Related
I have a file, some lines in a .csv file that are jamming up a database import because of funky characters in some field in the line.
I have searched, found articles on how to replace non-ascii characters in Python 3, but nothing works.
When I open the file in vi and do :set list, there is a $ at the end of a line where there should not be, and ^I^I at the beginning of the next line. The two lines should be one joined line and no ^I there. I know that $ is end of line '\n' and have tried to replace those, but nothing works.
I don't know what the ^I represents, possibly a tab.
I have tried this function to no avail:
def remove_non_ascii(text):
new_text = re.sub(r"[\n\t\r]", "", text)
new_text = ''.join(new_text.split("\n"))
new_text = ''.join([i if ord(i) < 128 else ' ' for i in new_text])
new_text = "".join([x for x in new_text if ord(x) < 128])
new_text = re.sub(r'[^\x00-\x7F]+', ' ', new_text)

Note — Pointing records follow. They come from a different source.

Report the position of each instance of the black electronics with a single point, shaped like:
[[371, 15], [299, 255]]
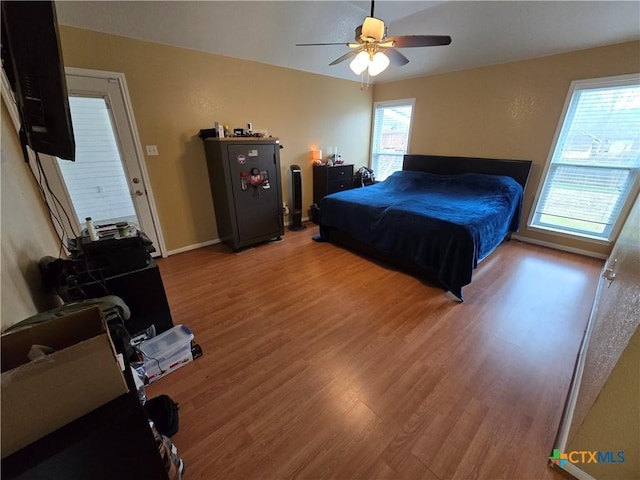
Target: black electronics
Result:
[[295, 212], [32, 61]]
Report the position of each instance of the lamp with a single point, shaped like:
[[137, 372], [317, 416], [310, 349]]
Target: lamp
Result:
[[360, 63], [376, 62]]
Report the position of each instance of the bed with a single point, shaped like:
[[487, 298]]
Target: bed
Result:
[[436, 218]]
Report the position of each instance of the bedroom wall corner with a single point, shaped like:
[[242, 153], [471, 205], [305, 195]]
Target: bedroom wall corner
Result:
[[507, 111], [175, 92], [26, 234]]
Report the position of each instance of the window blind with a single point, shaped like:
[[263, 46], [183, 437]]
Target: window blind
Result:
[[390, 141]]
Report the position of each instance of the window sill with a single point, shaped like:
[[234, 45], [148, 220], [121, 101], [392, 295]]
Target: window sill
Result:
[[573, 236]]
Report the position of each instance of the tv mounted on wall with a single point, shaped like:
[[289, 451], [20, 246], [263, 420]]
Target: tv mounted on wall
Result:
[[32, 61]]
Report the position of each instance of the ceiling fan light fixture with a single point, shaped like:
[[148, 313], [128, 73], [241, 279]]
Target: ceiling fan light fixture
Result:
[[360, 63], [379, 62]]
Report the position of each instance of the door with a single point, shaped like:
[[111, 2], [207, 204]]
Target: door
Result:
[[107, 182]]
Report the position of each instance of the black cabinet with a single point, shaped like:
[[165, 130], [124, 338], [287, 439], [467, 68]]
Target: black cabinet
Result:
[[327, 180], [244, 174]]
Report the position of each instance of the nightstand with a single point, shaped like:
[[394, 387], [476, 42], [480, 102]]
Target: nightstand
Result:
[[327, 180]]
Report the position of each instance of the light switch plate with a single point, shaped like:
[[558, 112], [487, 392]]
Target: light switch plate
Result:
[[152, 150]]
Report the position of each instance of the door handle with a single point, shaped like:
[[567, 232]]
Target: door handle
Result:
[[609, 273]]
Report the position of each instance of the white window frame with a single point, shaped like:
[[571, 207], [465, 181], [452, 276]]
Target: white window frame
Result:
[[632, 192], [385, 104]]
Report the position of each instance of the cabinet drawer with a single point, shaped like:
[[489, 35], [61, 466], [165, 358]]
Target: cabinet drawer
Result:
[[336, 173]]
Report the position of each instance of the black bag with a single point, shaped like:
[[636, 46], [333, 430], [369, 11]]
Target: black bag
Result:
[[163, 412], [363, 177]]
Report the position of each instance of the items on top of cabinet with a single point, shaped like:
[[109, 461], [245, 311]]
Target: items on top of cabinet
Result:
[[244, 175]]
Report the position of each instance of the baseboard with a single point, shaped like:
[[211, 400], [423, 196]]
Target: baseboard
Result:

new_text = new_text.rstrip('\r\n')
new_text = new_text.strip('\n')
new_text = new_text.strip('\r')
new_text = new_text.strip('\t')
new_text = new_text.replace('\n', '')
new_text = new_text.replace('\r', '')
new_text = new_text.replace('\t', '')
new_text = filter(lambda x: x in string.printable, new_text)
new_text = "".join(list(new_text))
return new_text
Is there some tool that will show me exactly what this offending character is, and a then find a method to replace it?
I am opening the file like so (the .csv was saved as UTF-8)
f_csv_in = open(csv_in, "r", encoding="utf-8")
Below are two lines that should be one with the problem non-ascii characters visible.
These two lines should be one line. Notice the $ at the end of line 37, and line 38 begins with ^I^I.
Part of the problem, that vi is showing, is that there is a new line $ on line 37 where I don't want it to be. This should be one line.
37 Cancelled,01-19-17,,basket,00-00-00,00-00-00,,,,98533,SingleSource,,,17035 Cherry Hill Dr,"L/o 1-19-17 # 11:45am$
38 ^I^IVictorville",SAN BERNARDINO,CA,92395,,,,,0,,,,,Lock:6111 ,,,No,No,,0.00,0.00,No,01-19-17,0.00,0.00,,01-19-17,00-00-00,,provider,,,Unread,00-00-00,,$
A simple way to remove non-ascii chars could be doing:
new_text = "".join([c for c in text if c.isascii()])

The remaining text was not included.